A Combined TIRF/AFM Approach to Investigate Nanomechanical Features at the Cytoplasmic Face of a Plasma Membrane

Abstract

The cytoplasmic face of cell membranes has multiple features, such as cortical actin and tethered vesicles, the nanomechanical properties of which are largely unknown. To study these properties, we prepared plasma membrane sheets from a PC12 cell clone (Lang 2008 Meth.Mol.Biology, 440: 51-9) constitutively expressing ANF-EGFP, GFP-tagged proANF (atrial natriuretic factor) (Han et al 1999 PNAS 96:14577-82) as a secretory vesicle marker. The membrane sheets are firmly attached to the coverslip with their extracellular face while the cytoplasmic face is exposed. We combined a Nikon Ti-E/B total internal reflection fluorescence (TIRF) microscope with an Agilent PicoPlus atomic force microscope (AFM). Soft AFM cantilevers (Olympus Biolevers) were brought into contact with the exposed membrane face, binding spontaneously to the surface and to secretory vesicles.
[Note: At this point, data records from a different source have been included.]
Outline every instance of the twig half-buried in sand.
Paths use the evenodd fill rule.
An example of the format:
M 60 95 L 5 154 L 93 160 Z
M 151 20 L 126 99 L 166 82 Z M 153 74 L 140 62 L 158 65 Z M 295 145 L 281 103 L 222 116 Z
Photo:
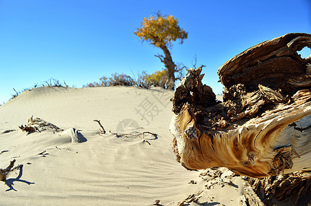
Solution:
M 101 130 L 99 130 L 99 131 L 101 131 L 101 133 L 105 134 L 106 130 L 103 128 L 103 126 L 101 125 L 101 120 L 94 119 L 94 122 L 97 122 L 99 124 L 99 126 L 101 128 Z
M 18 165 L 13 169 L 14 163 L 15 163 L 15 159 L 13 159 L 13 161 L 11 161 L 10 163 L 10 165 L 6 168 L 6 169 L 1 169 L 0 168 L 0 181 L 5 181 L 6 180 L 6 176 L 10 172 L 13 171 L 14 170 L 18 170 L 23 167 L 23 165 Z

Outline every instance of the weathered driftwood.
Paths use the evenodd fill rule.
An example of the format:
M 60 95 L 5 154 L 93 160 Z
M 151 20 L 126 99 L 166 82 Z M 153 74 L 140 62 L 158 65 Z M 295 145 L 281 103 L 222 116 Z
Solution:
M 226 167 L 252 177 L 311 169 L 311 35 L 288 34 L 252 47 L 218 71 L 223 102 L 203 85 L 202 67 L 177 86 L 170 129 L 187 169 Z
M 296 172 L 277 176 L 250 178 L 254 192 L 267 205 L 275 198 L 278 201 L 297 204 L 301 197 L 310 193 L 311 172 Z
M 78 130 L 74 128 L 70 128 L 67 130 L 65 131 L 69 136 L 71 137 L 72 143 L 81 143 L 83 139 L 80 138 L 78 135 Z
M 63 130 L 52 123 L 46 122 L 39 117 L 34 118 L 33 116 L 31 116 L 31 117 L 28 119 L 27 124 L 21 125 L 19 127 L 21 130 L 27 132 L 28 134 L 36 131 L 41 133 L 44 130 L 50 130 L 54 133 Z
M 23 165 L 18 165 L 14 168 L 14 163 L 15 163 L 15 159 L 11 161 L 10 165 L 6 169 L 0 168 L 0 181 L 4 181 L 6 180 L 6 176 L 9 174 L 10 172 L 13 171 L 14 170 L 19 170 L 23 167 Z
M 101 125 L 101 120 L 94 119 L 94 122 L 97 122 L 99 124 L 99 126 L 101 128 L 101 129 L 99 129 L 99 133 L 105 134 L 106 133 L 106 130 L 103 128 L 103 125 Z

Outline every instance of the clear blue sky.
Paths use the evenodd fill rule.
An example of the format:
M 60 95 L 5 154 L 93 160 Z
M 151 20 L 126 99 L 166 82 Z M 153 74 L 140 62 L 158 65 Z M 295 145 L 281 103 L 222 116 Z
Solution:
M 188 32 L 173 60 L 206 65 L 203 83 L 220 93 L 217 69 L 262 41 L 311 33 L 310 0 L 0 0 L 0 104 L 53 78 L 81 87 L 114 72 L 132 76 L 164 67 L 161 50 L 134 35 L 159 10 Z

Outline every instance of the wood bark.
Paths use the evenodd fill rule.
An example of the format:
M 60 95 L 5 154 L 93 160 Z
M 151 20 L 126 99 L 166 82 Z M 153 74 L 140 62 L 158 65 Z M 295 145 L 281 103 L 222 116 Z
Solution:
M 165 68 L 168 69 L 168 77 L 166 81 L 167 89 L 174 89 L 175 88 L 175 68 L 176 65 L 174 63 L 170 52 L 168 50 L 168 47 L 165 45 L 160 46 L 160 48 L 164 52 L 164 57 L 161 55 L 156 55 L 157 57 L 160 58 L 161 61 L 164 63 Z
M 176 88 L 170 130 L 188 170 L 226 167 L 252 177 L 311 170 L 311 35 L 288 34 L 221 66 L 223 102 L 190 69 Z
M 271 205 L 274 198 L 296 205 L 299 204 L 301 198 L 310 194 L 311 172 L 296 172 L 260 179 L 250 178 L 248 181 L 267 205 Z

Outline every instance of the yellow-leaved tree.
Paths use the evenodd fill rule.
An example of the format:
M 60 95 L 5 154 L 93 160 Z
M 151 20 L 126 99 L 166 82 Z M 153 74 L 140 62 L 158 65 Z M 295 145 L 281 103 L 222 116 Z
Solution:
M 187 38 L 188 32 L 178 25 L 178 19 L 172 15 L 162 15 L 160 12 L 157 17 L 152 15 L 143 19 L 141 27 L 137 28 L 134 32 L 143 41 L 146 41 L 157 47 L 161 48 L 164 52 L 163 55 L 156 55 L 167 69 L 166 85 L 168 89 L 174 89 L 177 66 L 174 63 L 168 48 L 172 48 L 172 41 L 180 40 L 180 43 Z

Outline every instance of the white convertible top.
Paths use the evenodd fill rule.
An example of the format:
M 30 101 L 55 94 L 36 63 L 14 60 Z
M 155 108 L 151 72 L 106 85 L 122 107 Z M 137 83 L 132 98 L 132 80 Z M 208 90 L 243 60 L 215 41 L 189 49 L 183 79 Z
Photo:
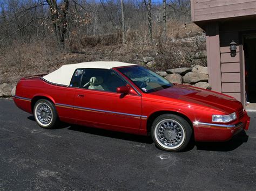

The membrane sheets and the motion of the cantilever tips were imaged by TIRF microscopy while forces of approximately 50pN or more were applied, pulling the tip away from the surface. At 50 ms time resolution, the noise level of the mechanical measurements was ∼1 pN and 0.5 nm (r.m.s.). Dynamic interactions associated with displacements in the 10-40 nm range were recorded. The role of secretory vesicles in this behavior will be investigated.